A Radial Basis Function (RBF) is a real-valued mathematical function whose value depends only on the distance from the origin (the radius) or from some other fixed point (the center). In machine learning, RBFs are most commonly used as the kernel function within a Support Vector Machine (SVM) classifier or as the Activation Function in the hidden layer of a specific type of neural network called a Radial Basis Function Network (RBFN).
Context: Relation to LLMs and Search
While RBFs are not directly used in the architecture of modern Large Language Models (LLMs) (which rely on the Transformer Architecture and simpler activation functions like ReLU), they are highly relevant in the early and high-dimensional space of Vector Embeddings where Vector Search takes place, making them an important concept in Generative Engine Optimization (GEO).
- Kernel Methods in Classification: The RBF kernel (often called the Gaussian kernel) allows algorithms like SVMs to perform non-linear classification by implicitly mapping the input features (e.g., the numerical representations of text) into a much higher-dimensional space where they become linearly separable. Although the RBF kernel predates LLMs, it demonstrates the conceptual necessity of creating non-linear decision boundaries around high-dimensional vectors.
- Similarity and Distance: RBFs are fundamentally distance-based. In Semantic Search, the search process is essentially a query for the closest documents in the Vector Space. The RBF function provides a way to score this proximity: the closer the query vector is to a document vector, the higher the resulting RBF value (or score), which correlates with high Relevance.
The Mechanics: Gaussian RBF Kernel
The most common RBF used in machine learning is the Gaussian RBF, which looks like a smooth, bell-shaped curve when plotted in one dimension.
The function is defined as:
$$\phi(\mathbf{x}, \mathbf{c}) = e^{-\gamma ||\mathbf{x} – \mathbf{c}||^2}$$
Where:
- $\mathbf{x}$ is the input vector (e.g., a document’s Vector Embedding).
- $\mathbf{c}$ is the center of the function (e.g., the query vector).
- $||\mathbf{x} – \mathbf{c}||^2$ is the squared Euclidean distance between the two vectors.

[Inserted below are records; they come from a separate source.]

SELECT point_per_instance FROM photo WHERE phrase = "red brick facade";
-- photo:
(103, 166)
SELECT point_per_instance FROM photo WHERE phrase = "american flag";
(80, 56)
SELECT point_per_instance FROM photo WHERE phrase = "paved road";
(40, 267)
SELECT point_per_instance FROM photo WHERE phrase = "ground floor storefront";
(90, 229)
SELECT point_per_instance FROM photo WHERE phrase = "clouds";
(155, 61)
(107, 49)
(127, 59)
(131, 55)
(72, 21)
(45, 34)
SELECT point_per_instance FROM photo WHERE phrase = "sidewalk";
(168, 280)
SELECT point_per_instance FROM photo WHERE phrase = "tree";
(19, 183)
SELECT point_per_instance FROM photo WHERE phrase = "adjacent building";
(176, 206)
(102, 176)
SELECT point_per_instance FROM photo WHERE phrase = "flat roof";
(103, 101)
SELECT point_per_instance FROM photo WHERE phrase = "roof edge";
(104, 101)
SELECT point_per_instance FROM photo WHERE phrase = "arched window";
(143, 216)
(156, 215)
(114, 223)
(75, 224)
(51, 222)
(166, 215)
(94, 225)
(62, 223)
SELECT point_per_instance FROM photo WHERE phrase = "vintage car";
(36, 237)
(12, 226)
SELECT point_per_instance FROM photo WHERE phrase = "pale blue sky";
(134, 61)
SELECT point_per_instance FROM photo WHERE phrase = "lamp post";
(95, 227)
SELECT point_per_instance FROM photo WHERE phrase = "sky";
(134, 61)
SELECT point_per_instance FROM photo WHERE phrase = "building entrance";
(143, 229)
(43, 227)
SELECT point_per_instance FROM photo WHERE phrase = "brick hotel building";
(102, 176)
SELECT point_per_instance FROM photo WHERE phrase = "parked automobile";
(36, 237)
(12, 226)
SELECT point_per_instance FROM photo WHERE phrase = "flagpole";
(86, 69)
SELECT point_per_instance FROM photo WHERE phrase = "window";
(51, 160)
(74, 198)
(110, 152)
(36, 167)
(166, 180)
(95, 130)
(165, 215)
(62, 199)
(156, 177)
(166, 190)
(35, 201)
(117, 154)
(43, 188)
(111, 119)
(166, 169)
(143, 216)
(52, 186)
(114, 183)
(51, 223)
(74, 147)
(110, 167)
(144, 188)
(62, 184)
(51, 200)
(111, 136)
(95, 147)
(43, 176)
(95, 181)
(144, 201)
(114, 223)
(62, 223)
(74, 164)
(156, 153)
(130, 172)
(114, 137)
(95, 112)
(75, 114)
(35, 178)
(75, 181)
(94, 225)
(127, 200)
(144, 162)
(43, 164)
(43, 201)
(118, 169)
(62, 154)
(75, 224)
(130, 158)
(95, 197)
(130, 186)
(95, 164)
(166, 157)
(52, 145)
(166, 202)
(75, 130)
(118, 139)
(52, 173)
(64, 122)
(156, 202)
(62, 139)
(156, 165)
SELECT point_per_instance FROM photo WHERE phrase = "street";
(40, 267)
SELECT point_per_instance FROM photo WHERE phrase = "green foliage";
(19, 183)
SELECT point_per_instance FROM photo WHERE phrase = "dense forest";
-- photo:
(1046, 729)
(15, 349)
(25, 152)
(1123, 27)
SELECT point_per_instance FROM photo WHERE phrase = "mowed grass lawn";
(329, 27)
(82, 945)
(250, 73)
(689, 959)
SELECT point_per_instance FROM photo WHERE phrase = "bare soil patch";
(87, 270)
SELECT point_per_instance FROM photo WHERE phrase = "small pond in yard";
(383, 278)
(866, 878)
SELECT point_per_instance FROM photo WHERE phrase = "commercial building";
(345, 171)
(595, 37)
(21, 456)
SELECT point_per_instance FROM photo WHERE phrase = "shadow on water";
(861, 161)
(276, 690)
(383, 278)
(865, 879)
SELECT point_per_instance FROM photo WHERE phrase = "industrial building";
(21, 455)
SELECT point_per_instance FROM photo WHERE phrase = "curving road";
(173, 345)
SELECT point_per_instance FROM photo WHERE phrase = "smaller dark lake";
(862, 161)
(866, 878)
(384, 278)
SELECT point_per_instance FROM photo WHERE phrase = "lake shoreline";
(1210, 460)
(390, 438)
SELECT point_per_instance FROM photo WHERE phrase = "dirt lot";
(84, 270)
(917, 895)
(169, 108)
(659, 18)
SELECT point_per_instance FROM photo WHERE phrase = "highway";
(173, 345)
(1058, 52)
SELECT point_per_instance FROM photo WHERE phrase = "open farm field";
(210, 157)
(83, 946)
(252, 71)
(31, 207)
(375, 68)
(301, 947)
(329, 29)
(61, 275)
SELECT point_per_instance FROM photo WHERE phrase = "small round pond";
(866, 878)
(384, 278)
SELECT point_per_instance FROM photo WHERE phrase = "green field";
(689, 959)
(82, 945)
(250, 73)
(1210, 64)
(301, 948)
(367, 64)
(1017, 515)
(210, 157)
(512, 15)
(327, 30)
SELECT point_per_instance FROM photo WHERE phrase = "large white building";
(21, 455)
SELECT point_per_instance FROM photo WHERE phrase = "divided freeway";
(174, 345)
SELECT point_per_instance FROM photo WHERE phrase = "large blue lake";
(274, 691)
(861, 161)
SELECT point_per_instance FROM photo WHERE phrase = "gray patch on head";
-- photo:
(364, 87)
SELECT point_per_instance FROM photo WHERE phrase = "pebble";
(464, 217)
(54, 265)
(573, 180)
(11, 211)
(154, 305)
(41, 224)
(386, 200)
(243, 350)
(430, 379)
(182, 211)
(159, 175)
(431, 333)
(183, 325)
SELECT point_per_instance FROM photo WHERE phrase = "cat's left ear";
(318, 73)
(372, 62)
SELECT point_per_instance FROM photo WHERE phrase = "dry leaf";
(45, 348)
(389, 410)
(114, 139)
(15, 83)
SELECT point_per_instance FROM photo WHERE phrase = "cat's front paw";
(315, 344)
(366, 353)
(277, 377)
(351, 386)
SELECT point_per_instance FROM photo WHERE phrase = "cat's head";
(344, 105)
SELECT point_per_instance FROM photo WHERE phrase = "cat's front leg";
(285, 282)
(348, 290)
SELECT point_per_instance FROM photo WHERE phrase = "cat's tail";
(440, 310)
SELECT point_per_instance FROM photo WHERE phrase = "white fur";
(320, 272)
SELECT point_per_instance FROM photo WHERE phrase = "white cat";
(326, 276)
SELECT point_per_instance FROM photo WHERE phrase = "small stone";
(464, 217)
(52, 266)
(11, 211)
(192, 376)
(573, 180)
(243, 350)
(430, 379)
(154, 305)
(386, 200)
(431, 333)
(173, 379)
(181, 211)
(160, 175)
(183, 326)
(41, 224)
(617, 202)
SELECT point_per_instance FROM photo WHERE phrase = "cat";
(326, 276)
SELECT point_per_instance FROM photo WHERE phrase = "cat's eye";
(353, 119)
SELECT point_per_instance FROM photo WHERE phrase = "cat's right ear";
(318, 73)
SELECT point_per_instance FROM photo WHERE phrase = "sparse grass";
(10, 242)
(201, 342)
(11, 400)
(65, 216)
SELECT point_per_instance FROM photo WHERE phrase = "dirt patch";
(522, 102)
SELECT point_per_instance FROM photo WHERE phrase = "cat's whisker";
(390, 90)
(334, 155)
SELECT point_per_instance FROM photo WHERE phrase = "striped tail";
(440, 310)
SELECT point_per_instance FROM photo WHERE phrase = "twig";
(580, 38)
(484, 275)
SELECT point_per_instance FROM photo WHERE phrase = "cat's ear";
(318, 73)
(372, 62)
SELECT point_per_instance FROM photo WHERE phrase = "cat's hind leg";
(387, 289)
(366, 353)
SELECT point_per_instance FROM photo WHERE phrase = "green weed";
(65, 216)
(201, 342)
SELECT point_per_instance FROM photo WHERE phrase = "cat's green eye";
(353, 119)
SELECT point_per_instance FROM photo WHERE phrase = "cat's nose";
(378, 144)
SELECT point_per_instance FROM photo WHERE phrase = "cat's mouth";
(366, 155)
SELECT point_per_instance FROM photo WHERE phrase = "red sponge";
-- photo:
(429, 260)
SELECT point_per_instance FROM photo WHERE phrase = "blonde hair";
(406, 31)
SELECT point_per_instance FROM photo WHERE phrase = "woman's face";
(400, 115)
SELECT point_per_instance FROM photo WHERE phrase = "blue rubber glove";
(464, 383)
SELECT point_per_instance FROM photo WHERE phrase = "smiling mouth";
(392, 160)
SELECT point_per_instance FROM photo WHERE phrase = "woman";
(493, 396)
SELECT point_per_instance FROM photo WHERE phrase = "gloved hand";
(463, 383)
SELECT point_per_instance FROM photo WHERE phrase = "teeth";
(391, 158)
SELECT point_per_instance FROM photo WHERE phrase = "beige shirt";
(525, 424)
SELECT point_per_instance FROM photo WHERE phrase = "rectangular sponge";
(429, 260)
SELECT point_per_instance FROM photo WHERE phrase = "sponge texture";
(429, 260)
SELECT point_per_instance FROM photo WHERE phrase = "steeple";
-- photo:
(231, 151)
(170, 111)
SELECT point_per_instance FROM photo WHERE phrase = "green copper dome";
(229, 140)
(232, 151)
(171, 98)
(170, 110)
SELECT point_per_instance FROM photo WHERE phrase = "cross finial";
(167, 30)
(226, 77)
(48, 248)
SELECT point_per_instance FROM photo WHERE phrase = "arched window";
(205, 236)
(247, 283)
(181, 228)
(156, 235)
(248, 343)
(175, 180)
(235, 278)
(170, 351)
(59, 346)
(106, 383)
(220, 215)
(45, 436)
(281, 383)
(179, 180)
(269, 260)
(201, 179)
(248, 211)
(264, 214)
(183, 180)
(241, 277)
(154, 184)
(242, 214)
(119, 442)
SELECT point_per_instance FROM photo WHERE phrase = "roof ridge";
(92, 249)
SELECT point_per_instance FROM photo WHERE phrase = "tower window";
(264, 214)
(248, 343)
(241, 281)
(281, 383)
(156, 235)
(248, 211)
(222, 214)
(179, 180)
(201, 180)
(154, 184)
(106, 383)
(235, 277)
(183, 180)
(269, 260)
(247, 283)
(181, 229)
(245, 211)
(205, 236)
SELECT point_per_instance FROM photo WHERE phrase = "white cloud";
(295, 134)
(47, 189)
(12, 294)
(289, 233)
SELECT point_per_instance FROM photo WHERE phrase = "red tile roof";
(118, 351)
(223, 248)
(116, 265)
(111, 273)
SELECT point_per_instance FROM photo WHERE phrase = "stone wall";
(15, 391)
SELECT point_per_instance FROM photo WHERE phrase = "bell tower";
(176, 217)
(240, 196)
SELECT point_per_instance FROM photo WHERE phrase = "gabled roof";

- $\gamma$ (gamma) is a hyperparameter that controls the influence of each vector; a small $\gamma$ means the vectors must be very far apart for the output to drop.
RBF Networks (RBFNs)
RBF Networks are a class of shallow neural networks with three layers: an input layer, a hidden layer using RBFs as activation functions, and a linear output layer. Each RBF neuron in the hidden layer acts as a local expert, responding strongly only when an input is close to its center. This contrasts with traditional deep networks where every neuron influences the entire input space.
Related Terms
- Support Vector Machine (SVM): A classical machine learning model that frequently uses the RBF as its kernel.
- Vector Embedding: The high-dimensional input features that distance-based functions, like the RBF, operate on.
- Activation Function: The non-linear function that determines the output of a neuron, which in an RBFN is a radial function.